Dans ces deux dernières grèves, les actes de soli­darité se multiplient parmi les ouvriers et déjouent en partie les manoeuvres de division organisées de concert par la direction et les syndicats (signatu­re d'accords séparés pour chaque catégorie d'ou­vriers). Et si à Philadelphie, les menaces de licen­ciements proférées par les tribunaux viennent fina­lement à bout, après 3 semaines de grève, de la com­bativité et de la solidarité, celles-ci sont suffisamment fortes dès le début à Détroit pour empêcher la bourgeoisie de recourir à de telles menaces et pour l'obliger à renoncer à un de ses objectifs majeurs : faire dépendre les augmentations de salaires pour les 3 prochaines années de la "santé financiè­re" de la municipalité.

Dans un pays où la bourgeoisie s'est toujours dis­tinguée par la brutalité et le cynisme de son atti­tude face à la classe ouvrière (qu'on se souvienne du licenciement de 12 000 aiguilleurs du ciel en août 81, par exemple) son recul face aux grévistes de Détroit constitue une nouvelle illustration de la résolution publiée plus bas :

"(Les luttes)   "paient" et   ... elles   "paient" d'au­tant plus qu'elles sont menées à une grande échelle, de façon unie et solidaire... plus la bourgeoisie s'affrontera à  une classe ouvrière forte et plus elle sera contrainte d'atténuer et reporter les at­taques qu'elle se propose de mener"..

Ce que démontrent en fin de compte les luttes ou­vrières aux USA, de même que l'extrême tension exis­tant en Europe occidentale, c'est que l'heure n'est pas aux lamentations sur "la passivité de la classe ouvrière", son "embrigadement derrière les syndi­cats", lamentations dans lesquelles se complaisent encore nombre de groupes révolutionnaires.

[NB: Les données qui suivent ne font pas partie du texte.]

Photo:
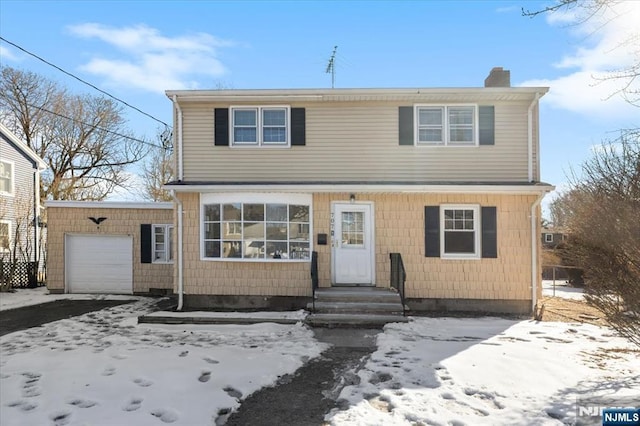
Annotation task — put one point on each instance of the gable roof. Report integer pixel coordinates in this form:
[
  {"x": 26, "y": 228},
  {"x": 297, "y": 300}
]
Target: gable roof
[{"x": 22, "y": 147}]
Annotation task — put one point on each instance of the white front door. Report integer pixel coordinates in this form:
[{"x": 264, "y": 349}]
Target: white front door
[{"x": 353, "y": 245}]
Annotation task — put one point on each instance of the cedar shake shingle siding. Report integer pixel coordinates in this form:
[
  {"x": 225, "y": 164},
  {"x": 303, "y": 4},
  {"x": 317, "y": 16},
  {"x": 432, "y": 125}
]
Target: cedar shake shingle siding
[{"x": 399, "y": 227}]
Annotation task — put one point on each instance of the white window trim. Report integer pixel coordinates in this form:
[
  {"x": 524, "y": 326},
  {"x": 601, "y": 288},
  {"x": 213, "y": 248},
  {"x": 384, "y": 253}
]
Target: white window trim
[
  {"x": 445, "y": 126},
  {"x": 12, "y": 189},
  {"x": 259, "y": 131},
  {"x": 8, "y": 223},
  {"x": 253, "y": 198},
  {"x": 476, "y": 229},
  {"x": 168, "y": 229}
]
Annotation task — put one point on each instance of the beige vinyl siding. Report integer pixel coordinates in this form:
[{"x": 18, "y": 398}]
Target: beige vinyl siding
[
  {"x": 356, "y": 141},
  {"x": 399, "y": 227},
  {"x": 120, "y": 221}
]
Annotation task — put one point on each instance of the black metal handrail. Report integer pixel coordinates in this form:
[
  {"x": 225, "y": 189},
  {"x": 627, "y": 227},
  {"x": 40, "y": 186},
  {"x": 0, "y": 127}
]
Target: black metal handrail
[
  {"x": 398, "y": 276},
  {"x": 314, "y": 277}
]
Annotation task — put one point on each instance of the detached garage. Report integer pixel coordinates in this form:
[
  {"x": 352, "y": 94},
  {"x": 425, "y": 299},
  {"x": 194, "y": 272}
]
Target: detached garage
[
  {"x": 99, "y": 264},
  {"x": 109, "y": 247}
]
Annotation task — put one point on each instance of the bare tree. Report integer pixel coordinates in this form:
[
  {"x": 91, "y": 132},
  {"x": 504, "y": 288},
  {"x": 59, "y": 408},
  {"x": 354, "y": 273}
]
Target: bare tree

Dans la période qui vient, le prolétariat va livrer des com­bats d'une importance considérable ce qui va placer de plus en plus les organisations révolutionnaires devant leurs responsabilités : soit elles seront partie prenante de ces combats afin de les impulser, ce qui suppose qu'elles soient conscientes de leur enjeu et du rôle qu'elles doivent y jouer, soit el­les seront balayées impitoyablement par l'histoire.

FM. 7 septembre 86



[1] Cette affirmation ne saurait être contredite par le fait,  qu'après un recul  temporaire face aux grèves du printemps,  le gouvernement belge a finalement décidé de maintenir 1'intégralité des coupes budgétaires projetées : ce qui est ici démontré c'est 1 'habileté de la bourgeoisie dont le gouverne­ment a annoncé les mesures peu de temps avant les, vacances9afin de pouvoir les confirmer durant cet­te période après la retombée de la mobilisation ouvrière,   c'est la capacité que conservent les syn­dicats à saboter l'unité ouvrière,  c'est la nécessité, par suite, pour les ouvriers,  non seulement de les huer comme ce fut le cas en Belgique mais aussi de se confronter à eux,   de ne pas leur lais­ser l'initiative,   de pousser toujours plus avant la recherche de l'unification et,   ce faisant,   de prendre eux-mêmes en main leur lutte par leur auto-organisation.